Après un Casino Royale incroyable et remettant au goût du jour la saga bondienne, c'est peu de dire que ce Quantum Of Solace était très attendu. D'autant que fait inédit, le 22ème opus s'inscrit directement dans la suite de son prédécesseur, l'histoire reprenant là où nous l'avions laissé.
Vesper morte, James Bond (Daniel Craig) veut des réponses, et il commence par en demander à Mr White (Jesper Christensen), membre d'une obscure organisation si profondément infiltrée que même le Mi-6 et la CIA n'en connaissent pas l'existence. Sa croisade emmènera notre agent secret préféré sur les traces d'un certain Dominic Greene (Mathieu Amalric), homme d'affaires oeuvrant pour la fameuse organisation et cherchant à contrôler une des plus grandes ressources naturelles au monde, semble-t'il le pétrole. C'est pourquoi ce dernier manigance avec le général Medrano (Joaquin Cosio) pour renverser le gouvernement bolivien, et cela au nez et à la barbe des américains et des britanniques. Bond trouvera sur son chemin Camille (Olga Kurylenko), pendant féminin dans une quête vengeresse commune.

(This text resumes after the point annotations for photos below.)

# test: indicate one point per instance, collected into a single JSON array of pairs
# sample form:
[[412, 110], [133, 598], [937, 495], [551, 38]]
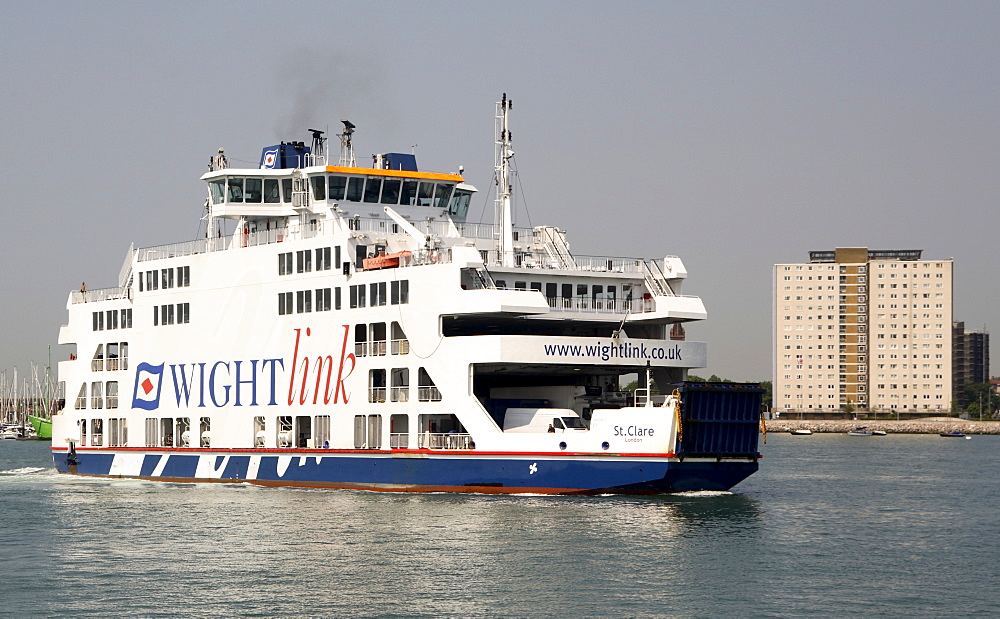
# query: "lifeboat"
[[386, 261]]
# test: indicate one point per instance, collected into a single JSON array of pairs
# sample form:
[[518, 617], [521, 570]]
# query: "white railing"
[[99, 294], [451, 440], [174, 250], [598, 306]]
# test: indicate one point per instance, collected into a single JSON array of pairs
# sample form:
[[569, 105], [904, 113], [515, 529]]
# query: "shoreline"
[[930, 425]]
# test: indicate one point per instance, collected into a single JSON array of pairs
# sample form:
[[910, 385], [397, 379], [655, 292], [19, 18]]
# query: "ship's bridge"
[[236, 193]]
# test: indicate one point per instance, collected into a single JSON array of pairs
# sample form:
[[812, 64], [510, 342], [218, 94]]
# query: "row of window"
[[370, 340], [399, 294], [165, 279], [112, 319], [372, 189], [399, 387], [303, 301], [117, 357], [117, 434], [435, 431], [98, 400], [172, 314], [375, 189], [304, 260]]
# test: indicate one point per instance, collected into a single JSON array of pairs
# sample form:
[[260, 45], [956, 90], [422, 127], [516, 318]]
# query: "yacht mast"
[[504, 218]]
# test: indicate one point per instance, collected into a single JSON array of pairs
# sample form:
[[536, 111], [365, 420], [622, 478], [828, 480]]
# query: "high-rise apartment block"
[[868, 330], [970, 359]]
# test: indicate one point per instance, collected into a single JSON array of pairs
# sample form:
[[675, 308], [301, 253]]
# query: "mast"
[[346, 148], [504, 219]]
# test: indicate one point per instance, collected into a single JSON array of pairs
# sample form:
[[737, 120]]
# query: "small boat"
[[42, 426]]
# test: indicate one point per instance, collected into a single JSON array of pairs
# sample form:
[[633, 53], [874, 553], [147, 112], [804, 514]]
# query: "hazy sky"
[[735, 135]]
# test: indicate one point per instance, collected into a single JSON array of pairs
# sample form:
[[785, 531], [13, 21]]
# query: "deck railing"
[[452, 440]]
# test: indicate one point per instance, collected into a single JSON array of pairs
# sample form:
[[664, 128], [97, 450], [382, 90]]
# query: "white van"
[[542, 419]]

Scénario à nouveau signé Paul Haggis (à qui l'on doit les scénarios de Million Dollar Baby (2005) et le dyptique Mémoires de nos pères (2006) / Lettres d'Iwo Jima (2007) de Clint Eastwood, de Collision (2005) et de Dans la vallée d'Elah (2007) qu'il réalisera lui-même), autant dire que le bonhomme n'a plus grand chose à prouver et pourtant...
Peut-être est-ce une des conséquences du peu de temps qu'il y a entre les deux opus (un poil plus de 23 mois) mais autant Casino Royale prenait le temps de construire un mythe, un réseau de trames et de machinations se nouant les unes aux autres, autant Quantum Of Solace fait le strict minimum, l'histoire pouvant se résumer à une succession de scènes d'action et d'ennui profond (dialogues sommaires, intrigue quasi-inexistante). Un scénario un peu juste en somme pour un James Bond qui aurait sûrement mérité plus d'attention.

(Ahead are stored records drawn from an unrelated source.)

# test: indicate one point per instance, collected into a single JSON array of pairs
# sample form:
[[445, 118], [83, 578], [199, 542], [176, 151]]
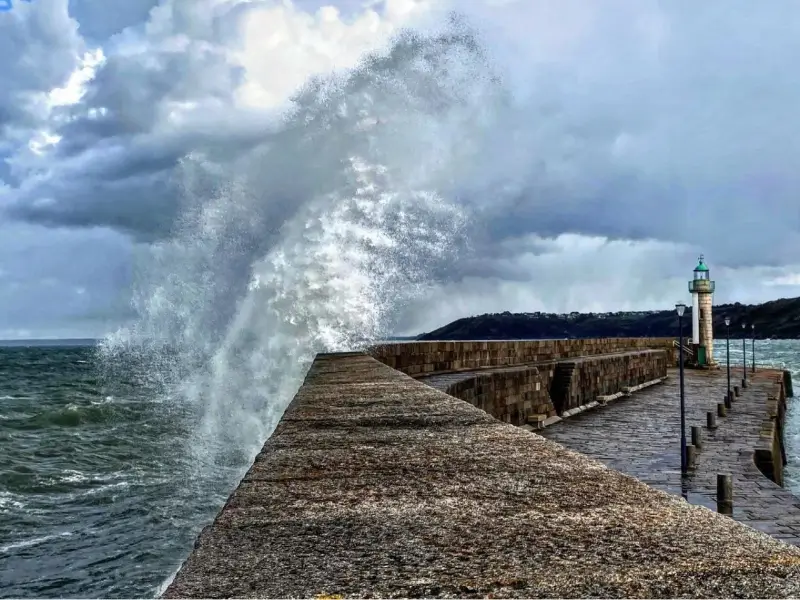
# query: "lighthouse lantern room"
[[702, 290]]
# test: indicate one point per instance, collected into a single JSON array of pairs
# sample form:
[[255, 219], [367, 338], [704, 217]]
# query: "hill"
[[778, 319]]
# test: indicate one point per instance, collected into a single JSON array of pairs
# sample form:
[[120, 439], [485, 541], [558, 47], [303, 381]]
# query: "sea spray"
[[311, 242]]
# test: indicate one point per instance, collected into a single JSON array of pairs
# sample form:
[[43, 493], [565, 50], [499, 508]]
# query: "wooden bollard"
[[697, 437], [724, 494], [691, 456]]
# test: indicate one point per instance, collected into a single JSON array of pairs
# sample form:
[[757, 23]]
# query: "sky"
[[607, 148]]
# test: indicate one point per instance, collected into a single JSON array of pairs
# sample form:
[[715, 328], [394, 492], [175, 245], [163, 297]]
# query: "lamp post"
[[680, 308], [728, 357], [744, 354]]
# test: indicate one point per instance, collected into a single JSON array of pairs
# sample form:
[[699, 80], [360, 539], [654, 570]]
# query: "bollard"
[[724, 494], [697, 437], [691, 456]]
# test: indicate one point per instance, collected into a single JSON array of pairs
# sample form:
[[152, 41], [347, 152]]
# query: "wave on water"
[[314, 240]]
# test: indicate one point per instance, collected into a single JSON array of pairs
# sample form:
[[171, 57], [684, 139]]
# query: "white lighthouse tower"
[[702, 289]]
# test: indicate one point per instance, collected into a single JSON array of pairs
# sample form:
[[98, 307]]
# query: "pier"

Le pire ne se situe hélas pas à ce niveau, Quantum Of Solace trouvant ses plus vilains défauts dans sa mise en scène.
Marc Forster est le cinéaste à qui nous devons À l'ombre de la haine (2002), film ayant marqué les esprits masculins pour une scène anthologique aillant valu à son interprète Halle Berry l'Oscar de la meilleure actrice (Oscar qui du reste lui monta un peu à la tête, les connaisseurs de la saga X-Men sauront à quoi je fais allusion), ainsi que le très moyen Stay (2006) et le récent Les Cerfs-volants de Kaboul (2008). On se demande dès lors pourquoi les producteurs ont choisi un réalisateur inexpérimenté dans un genre qu'il ne connait pas en lieu et place du très expérimenté Martin Campbell, si ce n'est pour acheter une crédibilité respectable à la saga. L'idée aurait pu être alléchante mais difficile de comprendre un cinéaste déclarant que le thème de son Bond est la confiance quand tout porte à penser qu'il aurait fallu ici traiter de la vengeance.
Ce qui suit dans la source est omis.